E’ vero pure che la “violenza di genere” (cioè quella degli uomini nei confronti delle donne) esiste ed è perciò che si parla di femminicidio. Se la tua considerazione è che è venuta a mancare, in questi anni, una cultura del rispetto dell’altro e di sè, in generale, a prescindere dal genere cui si appartiene… allora sono d’accordo con te.
Mery
In realtà ho voluto solo esporre alcuni fatti recenti, partendo appunto dall’immagine che ho messo all’inizio. Il problema è che la violenza di genere esiste, ed è un fatto e grave pergiunta (anche se molti tentano di confutarlo come se fosse un’invenzione di qualche femminista che non ha nulla da fare al pomeriggio). E, come dici giustamente tu, manca la cultura del rispetto non solo dell’uomo per la donna ma anche da donna a donna. Insomma siamo le prime a denigrare noi stesse, e in seconda istanza siamo le vittime privilegiate di violenza. Una donna su tre nella sua vita è stata vittima di violenza che sia fisica o psicologica. Il che fa pensare. Ma alla luce di alcune dinamiche, anche giovanili come quelle riportate sopra, mi vien da pensare che il problema non siano solo gli uomini, ma una certa educazione che da un’impronta identificativa di un certo tipo.

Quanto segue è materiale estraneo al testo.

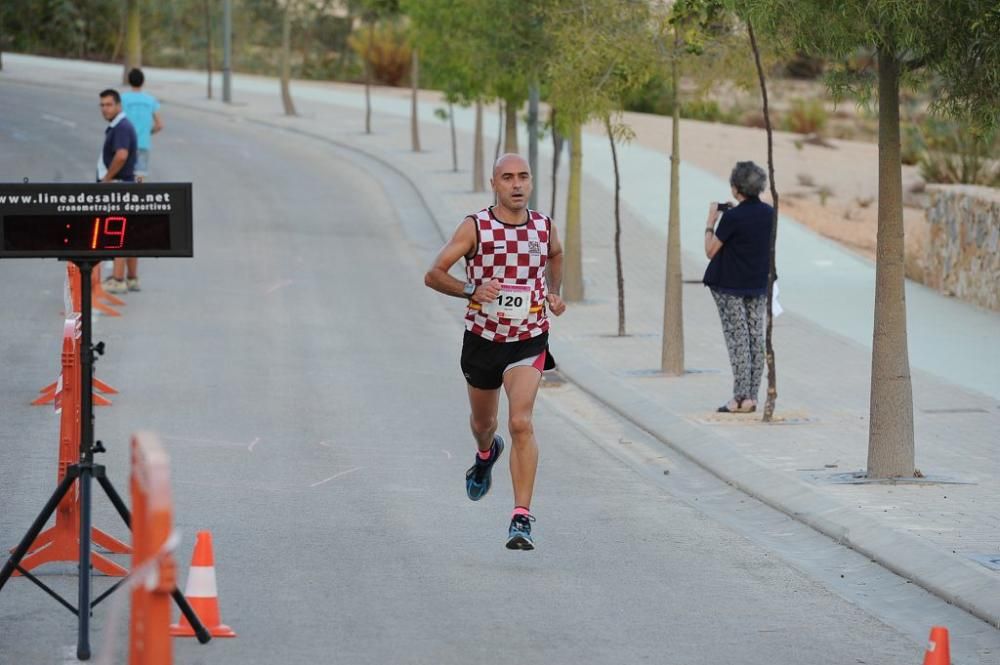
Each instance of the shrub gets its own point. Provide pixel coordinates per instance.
(954, 155)
(805, 116)
(390, 51)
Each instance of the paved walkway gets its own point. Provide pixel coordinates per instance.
(943, 534)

Ed era questo che mi ha fatto pensare a Mill, che nel saggio scrive che le donne hanno ricevuto un certo tipo di educazione che le plasma secondo i desideri di qualcun altro, nella fattispecie l’uomo.

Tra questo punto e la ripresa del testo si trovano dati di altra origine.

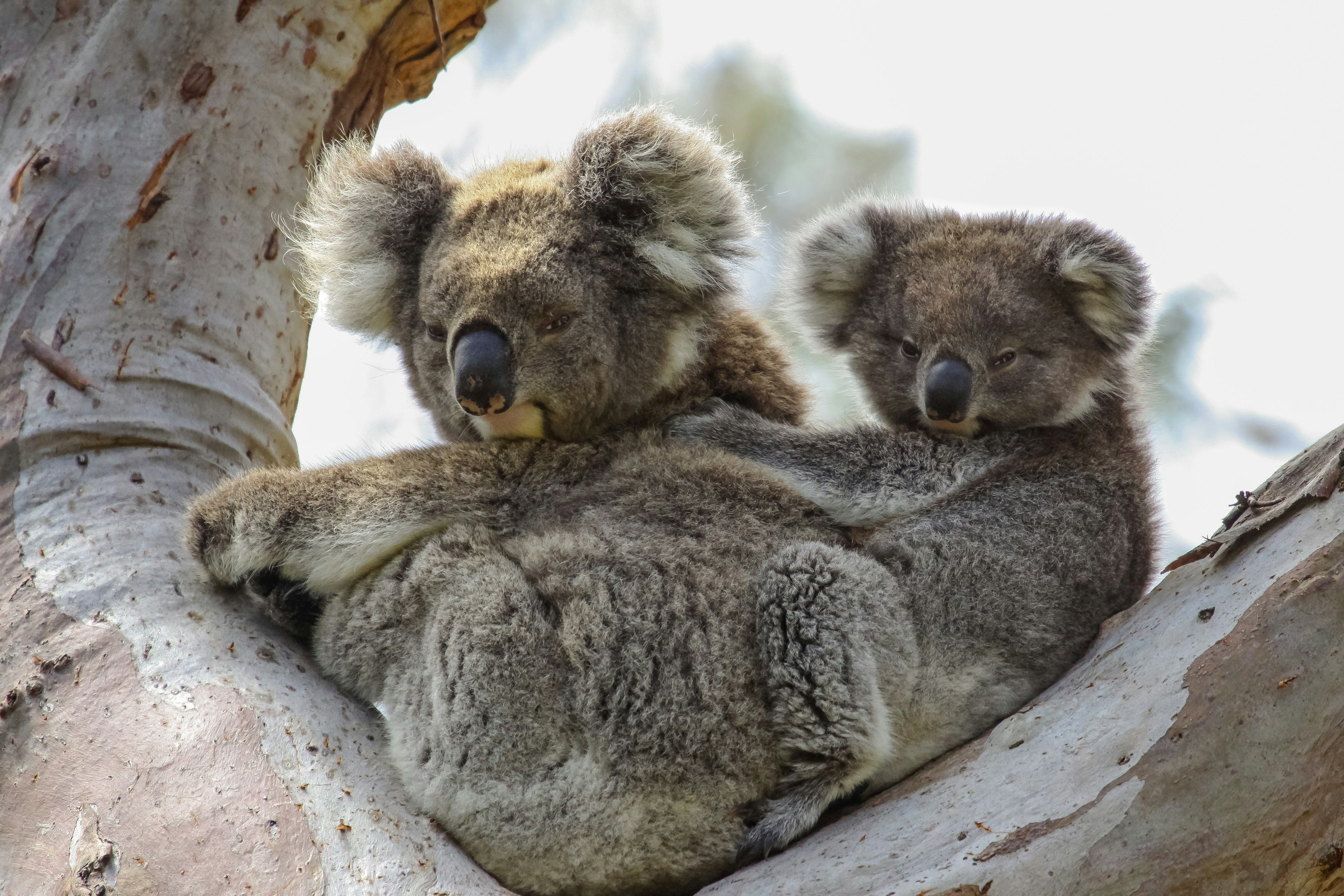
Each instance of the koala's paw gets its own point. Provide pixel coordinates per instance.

Secondo me però è anche un luogo comune questo ripetere che le donne sono nemiche tra loro mentre gli uomini invece… Non è così. Accanto a donne che se la prendono l’una con l’altra ci sono donne amiche tra loro o pienamente collaborative in ambienti di lavoro. Idem vale per gli uomini. Non è affatto vero che gli uomini siano sempre solidali e facciano gruppo mentre le donne si scannano a vicenda. Posso raccontarti certe cose che ho visto in ambito lavorativo tra uomini… Ma siccome siamo abituati a sentir dire che sono le donne a essere competitive e nemiche tra loro, ecco che notiamo più queste cose tra le donne e non tra uomini. Delle donne, poi, chissà perché, se ne parla sempre (anche da parte delle femministe) come se fossero un blocco unico e non tante persone distinte, ognuna col suo carattere. Riguardo a quegli hashtag su twitter e al fatto che ci sono ragazzine che si offendono così, anche a me fa impressione questa cosa, ma lo vedo come un ricalcare epiteti e modi di dire che i maschi usano verso le ragazze. Sono loro i primi a usare il termine “troia” rivolto alle coetanee, alcune delle quali poi lo assimilano e lo usano per offendere o anche prendere amichevolmente in giro (sic!) le compagne. Questo lo vedo come un segnale di quanto ancora molte ragazze si sentano succubi dei maschi. Il fatto che usino poi certe parole anche tra loro non è che un riflesso di questo atteggiamento.